Gun locks. Simple. Inexpensive. Effective. Research showed that two-thirds of school shootings were facilitated by access to an unsecured firearm at home. This wasn't a legislation problem. It was a behavior problem with a practical fix that had the rarest of Second Amendment advantages: broad bipartisan support. You didn't have to take a side. You just had to lock up your gun.
A $10 gun lock gives a frustrated nation something real to do.
We gave frustrated communities a positive action. Buy a gun lock. Not another bumper sticker. Not a petition. A real act that could prevent real harm. The vehicle was a lemonade stand, run by six student volunteers. Kids who personally knew classmates killed or injured in the recent Annunciation School shooting down the street. They set up in a Minneapolis park and sold gun locks with the same bright-eyed optimism they'd once used to sell lemonade.

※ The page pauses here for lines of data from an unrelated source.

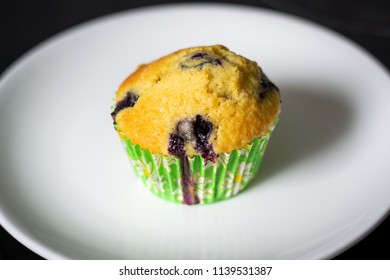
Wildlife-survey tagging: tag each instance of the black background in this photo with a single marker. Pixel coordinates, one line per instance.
(24, 24)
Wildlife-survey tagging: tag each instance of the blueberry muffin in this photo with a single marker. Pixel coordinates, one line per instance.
(195, 123)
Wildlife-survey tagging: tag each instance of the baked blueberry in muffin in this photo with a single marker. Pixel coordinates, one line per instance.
(196, 104)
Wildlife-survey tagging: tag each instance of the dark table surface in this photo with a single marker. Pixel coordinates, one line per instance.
(24, 24)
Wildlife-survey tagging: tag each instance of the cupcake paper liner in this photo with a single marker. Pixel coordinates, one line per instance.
(213, 182)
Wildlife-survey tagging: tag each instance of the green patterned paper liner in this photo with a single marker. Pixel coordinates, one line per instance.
(213, 182)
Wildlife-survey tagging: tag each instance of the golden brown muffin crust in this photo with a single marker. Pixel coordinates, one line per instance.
(227, 89)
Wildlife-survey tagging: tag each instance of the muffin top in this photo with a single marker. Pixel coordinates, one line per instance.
(201, 100)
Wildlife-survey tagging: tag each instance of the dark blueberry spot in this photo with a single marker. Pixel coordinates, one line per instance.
(266, 87)
(199, 55)
(176, 145)
(203, 129)
(198, 60)
(185, 128)
(129, 101)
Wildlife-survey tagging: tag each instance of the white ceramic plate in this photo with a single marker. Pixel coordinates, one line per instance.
(68, 191)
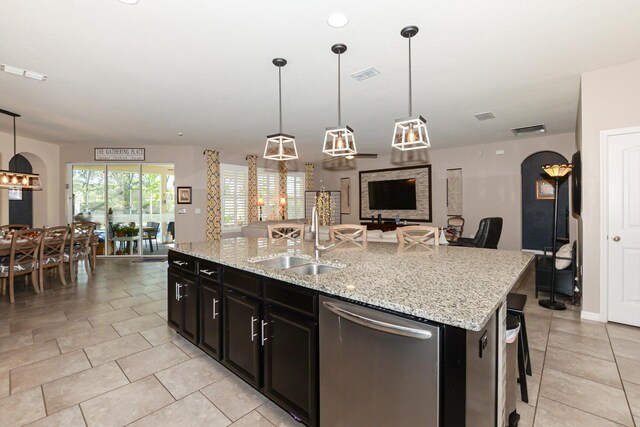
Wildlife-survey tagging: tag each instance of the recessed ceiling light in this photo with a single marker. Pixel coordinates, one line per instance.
(22, 72)
(338, 20)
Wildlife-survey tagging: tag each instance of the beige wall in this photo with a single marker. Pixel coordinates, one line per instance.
(44, 158)
(491, 182)
(610, 99)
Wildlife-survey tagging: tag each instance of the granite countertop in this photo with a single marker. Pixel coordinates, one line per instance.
(453, 285)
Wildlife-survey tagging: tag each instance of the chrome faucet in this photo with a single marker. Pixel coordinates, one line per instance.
(315, 226)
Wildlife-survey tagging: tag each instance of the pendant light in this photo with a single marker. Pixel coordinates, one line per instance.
(280, 146)
(339, 140)
(15, 180)
(410, 133)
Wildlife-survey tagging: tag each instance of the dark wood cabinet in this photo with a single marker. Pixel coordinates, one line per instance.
(183, 304)
(242, 335)
(291, 362)
(211, 317)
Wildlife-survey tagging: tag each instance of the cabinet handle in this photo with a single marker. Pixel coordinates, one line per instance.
(253, 335)
(178, 296)
(264, 337)
(215, 301)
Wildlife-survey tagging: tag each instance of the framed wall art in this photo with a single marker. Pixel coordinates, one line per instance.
(183, 195)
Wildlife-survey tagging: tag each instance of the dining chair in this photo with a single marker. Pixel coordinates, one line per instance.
(52, 252)
(455, 227)
(79, 248)
(417, 235)
(286, 231)
(354, 233)
(22, 259)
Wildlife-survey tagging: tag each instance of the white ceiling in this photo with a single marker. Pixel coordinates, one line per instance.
(132, 75)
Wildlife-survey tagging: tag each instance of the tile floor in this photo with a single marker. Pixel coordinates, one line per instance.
(99, 353)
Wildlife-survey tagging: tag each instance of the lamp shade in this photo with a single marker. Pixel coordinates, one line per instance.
(280, 147)
(558, 170)
(410, 133)
(20, 180)
(339, 141)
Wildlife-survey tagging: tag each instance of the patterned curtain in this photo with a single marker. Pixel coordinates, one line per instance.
(214, 218)
(252, 201)
(308, 176)
(282, 169)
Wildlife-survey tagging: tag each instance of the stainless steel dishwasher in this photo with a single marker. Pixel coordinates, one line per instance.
(376, 369)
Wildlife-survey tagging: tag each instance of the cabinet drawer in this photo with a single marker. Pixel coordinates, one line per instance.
(246, 282)
(291, 297)
(182, 261)
(209, 270)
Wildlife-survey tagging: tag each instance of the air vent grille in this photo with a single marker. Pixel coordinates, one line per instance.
(484, 116)
(529, 130)
(365, 74)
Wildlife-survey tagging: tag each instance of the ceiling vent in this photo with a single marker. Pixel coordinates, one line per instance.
(365, 74)
(484, 116)
(529, 130)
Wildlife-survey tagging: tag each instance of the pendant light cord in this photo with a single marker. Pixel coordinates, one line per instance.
(280, 94)
(14, 145)
(410, 88)
(339, 100)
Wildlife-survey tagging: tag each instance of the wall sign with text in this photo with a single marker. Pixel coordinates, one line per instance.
(119, 154)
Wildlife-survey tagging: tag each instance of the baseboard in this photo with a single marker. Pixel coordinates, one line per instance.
(589, 315)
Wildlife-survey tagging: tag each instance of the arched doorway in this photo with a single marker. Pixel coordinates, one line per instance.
(537, 211)
(21, 207)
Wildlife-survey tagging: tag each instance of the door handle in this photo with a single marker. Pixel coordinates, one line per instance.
(389, 328)
(253, 335)
(264, 338)
(215, 301)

The contrast did the work. Childhood innocence. An unspeakable reality. A solvable problem. And kids choosing action over paralysis. The campaign drove people to projectlockdown.org where they could buy a lock, share the message, and join a movement that asked nothing more than one simple step.
The Campaign Across Every Channel
The lemonade stand was the spark, but the campaign was built to travel. Activation footage and content from the stand ran across paid social and digital, driving people to projectlockdown.org to buy a gun lock and join the movement. The non-partisan framing gave teachers permission to share publicly without risking their jobs.

To sustain momentum, the campaign rolled out a series of social posts pairing real kids and teachers with copy that did the same thing the lemonade stand did: turned frustration into action. The headlines didn't preach. They reframed.

The creative system worked together. The lemonade stand delivered heart. The social posts delivered the argument. The teacher quotes delivered credibility. All of it pointed to one positive action: lock your gun.